Thanks for valuable feedback

We appreciate the time you took to share your valuable feedback with us. For the visual demonstration, we provide image results in the Supplementary Material PDF (cause we can not directly submit figs on openreview).

Q.1 Concern about application.

There is indeed a demand for model merging techniques within the community; in fact, this technology is needed in our industrial products. Even though there are LoRAs available to achieve lightweight models, achieving satisfactory strong performance still requires full parameter fine-tuning and most top powerful models are still in the form of base models in the communities. In situations, we exactly should use the satisfying models and only have access to the base model (maybe the LoRAs are merged into the UNet), our approach is proposed to address this issue. Besides, the frequently used weighted merging is also trying to achieve the target but it is not flexible enough, so the application of our approach is desirable among the community.

Q.2 Necessity of model merging.

As mentioned above, the situation our method aims to address is the desire to flexibly and efficiently utilize existing expert models in the community, as these expert models are highly valuable due to being fine-tuned on high-quality datasets and can accurately satisfy our application requirements. The SDXL can cover many styles but it is too generalized and coarse, causing it not able to meet the needs of practical or even commercial applications.

Compared to specific expert models, prompt tuning alone is very inefficient and falls far short of meeting application requirements and we conduct experiments to illustrate this. As shown in Figure 3 in the PDF, we try to control the style by adding keywords on SDXL, but the results are far from reaching the performance of our approach and other advantages of our DMM like style mixing are completely impossible.

To put it bluntly, these fine-tuned models are indeed prettier than SDXL in practice, and in many cases, we exactly need to leverage these ready-made models for reasons like their high quality, unique strengths, etc. After all, they are carefully fine-tuned by users and possess domain-specific knowledge, making them more practical and effective compared to a general base model.

Q.3 Clarification for Table 3

Table 3 provides a perspective on the capabilities of our model, aiming to demonstrate that our approach can achieve results comparable to the original common practices by performing mix augmentation within similar domains. More investment can bring more advantages. First, our DMM can faithfully reproduce the effects of every teacher model, which further expands its versatility. Second, our approach can gather knowledge from many distinct models and apply flexible adjustment at inference time depending on the current need, while weighted merging cannot be adjusted after fixing the weights.

Q.4 Analysis of the number of teacher models

Sincerely thanks for your insightful suggestion for our approach principles as this determines the scalability of our DMM. We conducted experiments with three different settings for the number of teacher models, as shown in the table below. It should be acknowledged that the FID for each target slightly increases with the number of teacher models. Fortunately, this performance degradation is still quite manageable within a larger scope, at around 1% every addition of about 10 models. This guarantees that our method can be effectively scaled to tens of teacher models.

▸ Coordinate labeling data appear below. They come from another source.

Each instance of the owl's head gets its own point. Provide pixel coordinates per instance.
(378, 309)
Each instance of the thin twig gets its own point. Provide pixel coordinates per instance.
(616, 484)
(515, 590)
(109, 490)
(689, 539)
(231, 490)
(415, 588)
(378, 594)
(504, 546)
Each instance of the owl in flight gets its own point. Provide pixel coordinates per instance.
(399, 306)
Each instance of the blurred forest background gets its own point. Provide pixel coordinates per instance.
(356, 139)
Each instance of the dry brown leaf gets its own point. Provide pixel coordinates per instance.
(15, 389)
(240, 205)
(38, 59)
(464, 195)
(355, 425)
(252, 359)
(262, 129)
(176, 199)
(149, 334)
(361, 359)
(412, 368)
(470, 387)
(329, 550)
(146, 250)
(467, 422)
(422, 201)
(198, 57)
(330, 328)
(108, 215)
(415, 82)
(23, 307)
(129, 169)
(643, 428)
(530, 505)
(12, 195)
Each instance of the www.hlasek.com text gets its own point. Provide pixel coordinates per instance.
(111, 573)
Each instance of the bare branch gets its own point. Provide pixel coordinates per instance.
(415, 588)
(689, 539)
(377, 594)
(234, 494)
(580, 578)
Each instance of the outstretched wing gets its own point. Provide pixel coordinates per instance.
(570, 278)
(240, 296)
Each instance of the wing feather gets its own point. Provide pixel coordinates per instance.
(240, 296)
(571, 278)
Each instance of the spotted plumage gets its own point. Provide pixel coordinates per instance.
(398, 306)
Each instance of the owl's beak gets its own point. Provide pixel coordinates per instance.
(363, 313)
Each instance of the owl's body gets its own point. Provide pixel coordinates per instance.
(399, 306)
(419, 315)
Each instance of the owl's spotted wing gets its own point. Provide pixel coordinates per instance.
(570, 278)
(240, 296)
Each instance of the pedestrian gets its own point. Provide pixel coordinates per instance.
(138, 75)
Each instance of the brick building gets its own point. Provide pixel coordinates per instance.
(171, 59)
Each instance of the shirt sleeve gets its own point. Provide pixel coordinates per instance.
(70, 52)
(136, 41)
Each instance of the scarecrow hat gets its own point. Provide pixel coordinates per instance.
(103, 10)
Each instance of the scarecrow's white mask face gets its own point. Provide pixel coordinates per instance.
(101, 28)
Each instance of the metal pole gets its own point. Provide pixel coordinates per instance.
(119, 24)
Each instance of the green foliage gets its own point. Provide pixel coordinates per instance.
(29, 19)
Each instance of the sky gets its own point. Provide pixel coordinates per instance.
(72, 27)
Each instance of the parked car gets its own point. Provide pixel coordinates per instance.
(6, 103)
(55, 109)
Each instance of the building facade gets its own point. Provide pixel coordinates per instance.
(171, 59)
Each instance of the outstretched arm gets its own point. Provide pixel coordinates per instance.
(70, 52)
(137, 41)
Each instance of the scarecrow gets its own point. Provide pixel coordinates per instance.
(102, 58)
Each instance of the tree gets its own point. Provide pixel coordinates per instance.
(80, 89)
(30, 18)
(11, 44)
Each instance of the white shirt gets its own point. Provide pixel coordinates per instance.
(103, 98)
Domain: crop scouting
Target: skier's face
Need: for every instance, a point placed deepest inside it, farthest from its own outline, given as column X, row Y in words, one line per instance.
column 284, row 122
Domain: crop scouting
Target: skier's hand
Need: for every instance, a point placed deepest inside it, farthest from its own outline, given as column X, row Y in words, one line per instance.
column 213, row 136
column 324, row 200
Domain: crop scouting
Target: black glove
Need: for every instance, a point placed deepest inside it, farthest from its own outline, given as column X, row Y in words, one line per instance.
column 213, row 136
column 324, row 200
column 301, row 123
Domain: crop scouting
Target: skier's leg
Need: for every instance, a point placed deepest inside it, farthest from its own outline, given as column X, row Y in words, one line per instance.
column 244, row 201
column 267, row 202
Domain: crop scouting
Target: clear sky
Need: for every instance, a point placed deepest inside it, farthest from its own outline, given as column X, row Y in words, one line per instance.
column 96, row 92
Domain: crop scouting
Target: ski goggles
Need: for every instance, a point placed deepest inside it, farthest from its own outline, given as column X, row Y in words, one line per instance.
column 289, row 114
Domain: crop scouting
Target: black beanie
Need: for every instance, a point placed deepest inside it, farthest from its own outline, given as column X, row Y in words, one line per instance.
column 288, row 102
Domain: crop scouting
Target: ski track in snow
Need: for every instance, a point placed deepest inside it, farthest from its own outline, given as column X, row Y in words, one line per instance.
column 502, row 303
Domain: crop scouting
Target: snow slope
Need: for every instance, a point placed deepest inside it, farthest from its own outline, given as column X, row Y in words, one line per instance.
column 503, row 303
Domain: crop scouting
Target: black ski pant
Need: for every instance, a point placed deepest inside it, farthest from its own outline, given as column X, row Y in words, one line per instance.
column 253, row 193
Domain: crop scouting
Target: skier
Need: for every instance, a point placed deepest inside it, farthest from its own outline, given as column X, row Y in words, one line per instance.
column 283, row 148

Q.5 What is the base models in Figure 5?

The information on all the teacher models is provided in the Appendices. As stated in the manuscript, we merge the first four styles, namely the base models are the first four models in Table 4 in the main paper.

Q.6 Concern about style overlap

This will not cause problems. Similar styles will only simplify the training task, and even models with similar styles will have subtle differences. Our approach is capable of learning the specific knowledge and faithfully reproducing each teacher model.

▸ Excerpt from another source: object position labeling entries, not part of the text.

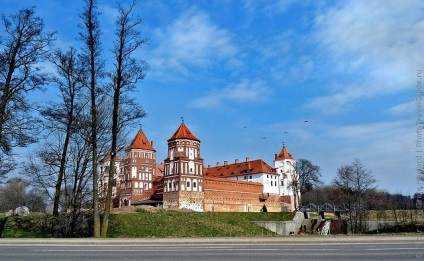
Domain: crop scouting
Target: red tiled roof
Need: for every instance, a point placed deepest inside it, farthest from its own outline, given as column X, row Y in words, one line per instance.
column 159, row 169
column 183, row 133
column 107, row 157
column 140, row 141
column 239, row 169
column 284, row 154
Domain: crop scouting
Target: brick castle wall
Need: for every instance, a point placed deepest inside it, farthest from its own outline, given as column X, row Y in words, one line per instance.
column 237, row 196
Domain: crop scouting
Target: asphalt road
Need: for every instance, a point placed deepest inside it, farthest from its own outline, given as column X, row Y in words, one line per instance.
column 235, row 249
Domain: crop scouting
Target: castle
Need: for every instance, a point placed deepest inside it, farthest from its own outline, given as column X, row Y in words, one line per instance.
column 183, row 181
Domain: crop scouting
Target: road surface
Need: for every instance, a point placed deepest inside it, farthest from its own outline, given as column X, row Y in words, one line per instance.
column 235, row 249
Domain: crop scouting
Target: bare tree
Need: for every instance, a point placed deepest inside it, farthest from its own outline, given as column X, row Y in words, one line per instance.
column 90, row 34
column 61, row 116
column 127, row 73
column 24, row 45
column 305, row 178
column 355, row 182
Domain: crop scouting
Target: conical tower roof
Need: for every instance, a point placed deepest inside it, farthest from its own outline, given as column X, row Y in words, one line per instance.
column 183, row 132
column 284, row 154
column 140, row 141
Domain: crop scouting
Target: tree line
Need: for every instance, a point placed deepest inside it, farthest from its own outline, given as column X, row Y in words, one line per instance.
column 94, row 108
column 355, row 187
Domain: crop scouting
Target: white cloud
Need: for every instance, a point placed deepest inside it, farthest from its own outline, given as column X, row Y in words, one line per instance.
column 243, row 92
column 404, row 108
column 190, row 41
column 379, row 42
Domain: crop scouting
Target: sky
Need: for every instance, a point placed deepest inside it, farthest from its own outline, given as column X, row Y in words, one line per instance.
column 334, row 81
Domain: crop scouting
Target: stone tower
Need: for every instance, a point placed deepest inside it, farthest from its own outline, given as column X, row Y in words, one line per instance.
column 285, row 165
column 139, row 166
column 183, row 172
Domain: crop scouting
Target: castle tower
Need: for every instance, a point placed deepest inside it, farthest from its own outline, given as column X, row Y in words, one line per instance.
column 139, row 166
column 285, row 165
column 183, row 171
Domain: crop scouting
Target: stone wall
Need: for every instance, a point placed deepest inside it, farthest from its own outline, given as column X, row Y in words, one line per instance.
column 224, row 195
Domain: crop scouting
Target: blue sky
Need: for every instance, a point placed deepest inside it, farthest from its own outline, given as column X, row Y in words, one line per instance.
column 247, row 74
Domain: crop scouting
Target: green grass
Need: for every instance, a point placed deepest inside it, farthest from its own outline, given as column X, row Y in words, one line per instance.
column 159, row 224
column 32, row 226
column 192, row 224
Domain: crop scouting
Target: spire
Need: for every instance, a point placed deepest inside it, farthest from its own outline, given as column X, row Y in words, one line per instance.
column 140, row 141
column 284, row 154
column 183, row 133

Additionally, we conduct experiments on more special-style models as demonstrated in Section Q.18 in the PDF, and our approach still works well.

Q.7 Applicability of merging LoRAs

Yes, it is feasible to apply our method for merging LoRAs. In fact, in the above experiment in Section Q.18 in the PDF of unique style, the teacher models are in the form of LoRAs, and we have successfully merged them. We can also implement the trainable parameters as LoRA.

Thanks for the valuable feedback

We appreciate the time you took to share your valuable feedback with us. For the visual demonstration, we provide image results in the Supplementary Material PDF (cause we can not directly submit figs on openreview).

Q.1 The selection of styles is a weak setup to demonstrate the problem.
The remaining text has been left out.